Hükümetin ev kirası artışlarına getirdiği yüzde 25 sınırlamasının ters etki yarattığını aktaran Akçam, şunları söyledi:
“Piyasadaki artışın sebepleri çok. Vatandaşın, örneklendirerek, yan dairesinin 5 bin liraya verilişi, onu örnek alıp 6 bin lira istemesi. Diğer taraftan maliyeti yüksek olan müteahhidin sattığı dairelerde, örneğin 2 milyonluk konut alan mal sahibinin beklentisi, 2 milyonluk konutta 10 bin lira kira beklentisi var. Bu, 2-3 bin liralık yatırım yapmamak üzerine kafasında bir şey oluşturuyor.
1 Temmuz 2022 tarihinde yüzde 25 sınırlama getirildi, bir yılın sonunda maksimum yüzde 25 artış olmasıyla ilgili. Bu 2023 Temmuz 1`de de yine bunun bir yıl daha uzatılacağını duyduk. Ama bu bence uzatılmamalı. Çünkü vatandaş, kendi konutunu ilk kiraya başladığı vakit, yılın sonunda yüzde 25 artışı bildiği için yüksek kira ile başlatıyor, kira rakamlarını. Orada da bir artış söz konusu yukarıya doğru. Bununla ilgili de yine fırsatçılar devrede. 3-5 bin lira edecek konutunu 7-8-10 bin, 15 bin… Afaki rakamlarla karşı karşıyayız.”
Akçam, kendilerinin önerilerinin lokasyona göre fiyat belirleme olduğunu ve hükümetin bu öneriyi dikkate alması gerektiğini kaydederek, “Mesela Ankara Çankaya ilçesi; örneğin Kırkkonaklar Mahallesi, şu sokak, 3 kat, 3 nolu daire. İçerisinin yapısı ve lokasyona göre bir fiyat tespiti yapıp, bir komisyon oluşturup, bu tespitin komisyon tarafından belirlenmesi.
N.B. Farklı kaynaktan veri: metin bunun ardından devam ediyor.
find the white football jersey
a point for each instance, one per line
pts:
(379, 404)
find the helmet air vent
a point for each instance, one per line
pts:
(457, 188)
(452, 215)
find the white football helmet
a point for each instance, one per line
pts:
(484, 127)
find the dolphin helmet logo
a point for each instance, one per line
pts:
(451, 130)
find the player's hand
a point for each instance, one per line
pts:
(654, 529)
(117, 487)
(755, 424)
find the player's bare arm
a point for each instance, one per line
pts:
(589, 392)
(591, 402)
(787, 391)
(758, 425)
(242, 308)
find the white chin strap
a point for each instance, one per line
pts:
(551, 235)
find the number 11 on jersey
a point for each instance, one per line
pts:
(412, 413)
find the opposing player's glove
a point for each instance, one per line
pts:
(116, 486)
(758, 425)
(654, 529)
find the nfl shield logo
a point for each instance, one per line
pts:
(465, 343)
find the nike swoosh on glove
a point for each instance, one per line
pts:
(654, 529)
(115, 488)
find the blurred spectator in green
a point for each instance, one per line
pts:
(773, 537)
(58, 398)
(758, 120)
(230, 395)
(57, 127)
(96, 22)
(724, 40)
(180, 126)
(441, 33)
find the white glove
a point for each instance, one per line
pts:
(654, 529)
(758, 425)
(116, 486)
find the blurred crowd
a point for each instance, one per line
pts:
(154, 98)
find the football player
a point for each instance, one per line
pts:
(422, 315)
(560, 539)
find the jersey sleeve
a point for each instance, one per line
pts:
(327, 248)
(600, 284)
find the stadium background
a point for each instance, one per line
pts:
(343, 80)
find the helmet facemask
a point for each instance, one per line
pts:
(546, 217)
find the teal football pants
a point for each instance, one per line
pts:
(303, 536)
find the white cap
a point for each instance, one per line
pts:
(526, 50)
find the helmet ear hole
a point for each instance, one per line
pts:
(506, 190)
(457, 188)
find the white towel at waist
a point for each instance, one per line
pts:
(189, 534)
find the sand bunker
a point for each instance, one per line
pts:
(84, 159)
Bir opsiyon bırakıp, örneğin ‘5 bin lira ile 6 bin 500 lira arasından fazlaya kiraya verilmez` diye bir rapor oluşturup, bu rapor ile kiraya verilebilir diye lokasyon bazlı çalışma yapılması lazım” dedi.
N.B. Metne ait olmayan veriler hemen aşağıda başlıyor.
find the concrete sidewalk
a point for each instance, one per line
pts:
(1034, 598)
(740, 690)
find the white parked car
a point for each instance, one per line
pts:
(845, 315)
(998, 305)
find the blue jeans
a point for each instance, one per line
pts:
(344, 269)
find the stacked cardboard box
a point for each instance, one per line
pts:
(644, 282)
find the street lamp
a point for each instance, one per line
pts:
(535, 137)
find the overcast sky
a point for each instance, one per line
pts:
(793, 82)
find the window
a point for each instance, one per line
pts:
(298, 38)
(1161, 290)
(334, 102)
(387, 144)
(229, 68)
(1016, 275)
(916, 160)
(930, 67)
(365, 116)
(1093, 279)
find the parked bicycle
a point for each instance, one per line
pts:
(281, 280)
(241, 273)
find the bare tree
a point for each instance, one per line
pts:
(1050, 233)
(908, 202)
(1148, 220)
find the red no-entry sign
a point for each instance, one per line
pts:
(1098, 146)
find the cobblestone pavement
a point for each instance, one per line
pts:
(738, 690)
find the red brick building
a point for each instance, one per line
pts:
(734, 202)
“YÜZDE 25, MAL SAHİPLERİNİ TATMİN ETMEDİ”
Akçam, yüzde 25`lik sınırlama nedeniyle ev sahiplerinin evlerini yüksek fiyattan kiralamaya vermeye başladığının altını çizerek, “İlk birkaç ay olumlu karşıladı mal sahipleri. Ama bir yıl sonra da 5 bin lira konut 6 bin 250 lira olunca, enflasyonun yüzde 40`ın üzerinde olduğu bir ülkede yüzde 25 artış, mal sahiplerini tatmin etmedi. İlk başta yüksek kira ile başladılar. Kiralık evi tutan kişiler mağdur oldular” diye konuştu.
12 AYLIK ORTALAMA ÖNERİSİ
Akçam, TEFE-TÜFE`nin 12 aylık ortalamasına göre kiraların belirlenmesi gerektiğini söyledi. Akçam, dükkanlarda da yüksek kira artışlarının esnafı mağdur ettiğini ve kapanan çok sayıda dükkan olduğunu dile getirdi.
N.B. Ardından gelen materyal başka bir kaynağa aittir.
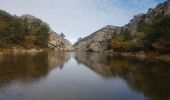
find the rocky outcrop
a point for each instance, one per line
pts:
(98, 41)
(55, 40)
(59, 43)
(160, 9)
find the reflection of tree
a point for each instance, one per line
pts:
(29, 66)
(151, 77)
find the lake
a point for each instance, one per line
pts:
(82, 76)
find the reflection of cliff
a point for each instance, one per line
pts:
(29, 66)
(150, 77)
(95, 61)
(58, 58)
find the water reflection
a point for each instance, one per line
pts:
(29, 66)
(148, 76)
(82, 76)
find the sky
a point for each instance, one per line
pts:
(79, 18)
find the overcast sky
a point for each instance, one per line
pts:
(79, 18)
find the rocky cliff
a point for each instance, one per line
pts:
(28, 32)
(55, 40)
(99, 41)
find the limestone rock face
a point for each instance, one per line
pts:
(162, 8)
(98, 41)
(55, 40)
(59, 43)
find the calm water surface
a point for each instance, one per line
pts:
(82, 76)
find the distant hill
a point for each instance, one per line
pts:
(28, 32)
(145, 32)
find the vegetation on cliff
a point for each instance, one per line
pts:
(154, 36)
(22, 32)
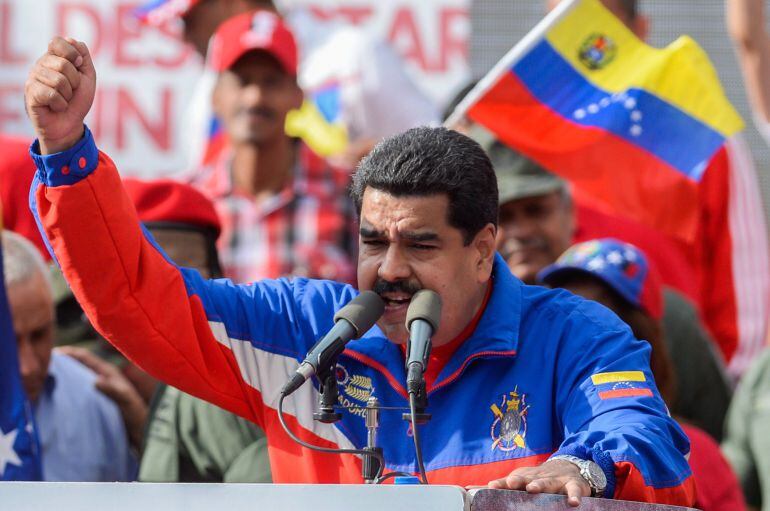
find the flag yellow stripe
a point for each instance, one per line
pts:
(680, 74)
(600, 378)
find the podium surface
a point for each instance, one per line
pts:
(228, 497)
(289, 497)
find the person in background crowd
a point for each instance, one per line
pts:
(538, 223)
(747, 442)
(746, 24)
(619, 276)
(283, 208)
(352, 80)
(82, 436)
(188, 439)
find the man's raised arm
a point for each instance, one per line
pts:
(209, 338)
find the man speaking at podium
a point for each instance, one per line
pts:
(518, 374)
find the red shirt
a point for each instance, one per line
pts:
(440, 355)
(717, 486)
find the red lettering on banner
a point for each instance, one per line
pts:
(67, 12)
(184, 53)
(96, 116)
(8, 114)
(405, 37)
(119, 33)
(127, 29)
(7, 53)
(454, 40)
(128, 110)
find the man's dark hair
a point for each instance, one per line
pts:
(430, 161)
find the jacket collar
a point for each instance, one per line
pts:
(496, 335)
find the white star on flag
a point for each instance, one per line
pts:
(8, 455)
(615, 257)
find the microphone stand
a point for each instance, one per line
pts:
(328, 398)
(371, 466)
(421, 404)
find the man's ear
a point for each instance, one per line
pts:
(485, 245)
(216, 98)
(299, 97)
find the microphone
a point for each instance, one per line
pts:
(422, 320)
(351, 322)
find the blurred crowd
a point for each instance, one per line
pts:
(267, 198)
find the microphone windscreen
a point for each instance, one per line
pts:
(362, 312)
(425, 305)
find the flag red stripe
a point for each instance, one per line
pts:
(609, 394)
(653, 193)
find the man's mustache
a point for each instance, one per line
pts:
(383, 286)
(257, 111)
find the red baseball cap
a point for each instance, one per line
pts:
(165, 200)
(255, 30)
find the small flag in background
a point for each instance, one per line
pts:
(581, 94)
(19, 446)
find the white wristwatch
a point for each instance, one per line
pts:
(590, 471)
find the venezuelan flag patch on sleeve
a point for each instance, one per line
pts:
(621, 384)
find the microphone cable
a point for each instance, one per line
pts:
(416, 437)
(327, 450)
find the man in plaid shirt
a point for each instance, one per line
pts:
(284, 210)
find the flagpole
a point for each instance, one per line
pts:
(511, 58)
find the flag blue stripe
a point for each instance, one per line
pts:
(636, 115)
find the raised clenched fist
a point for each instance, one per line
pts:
(59, 93)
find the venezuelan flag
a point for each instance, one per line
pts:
(621, 384)
(632, 126)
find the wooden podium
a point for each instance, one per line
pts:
(288, 497)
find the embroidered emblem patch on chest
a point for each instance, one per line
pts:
(354, 390)
(509, 427)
ASGARİ ÜCRETLİNİN EV ALMASI “HAYAL ÖTESİ”
Akçam, şu anda 8 bin 500 lira olan asgari ücretle çalışan yurttaşların ev almasının “hayal ötesi” olduğunu vurgulayarak, “Karı ve koca çalışsa bile 17 bin lira. Bankalar tarafında kredilerde biraz zorluyorlar. Kredi veren bankalar da 2,48- 3,50 arasında aylık faizlerle konut kredisi açıyorlar” dedi.
Akçam, deprem bölgesinde yeni evlerin 2 yıl içinde yapılmasını beklediklerini söyleyerek, “11 ilde konutların yüzde 60`ı zarar görmüşse 5 milyon civarında konut olması gerektiğini düşünüyorum” diye ekledi.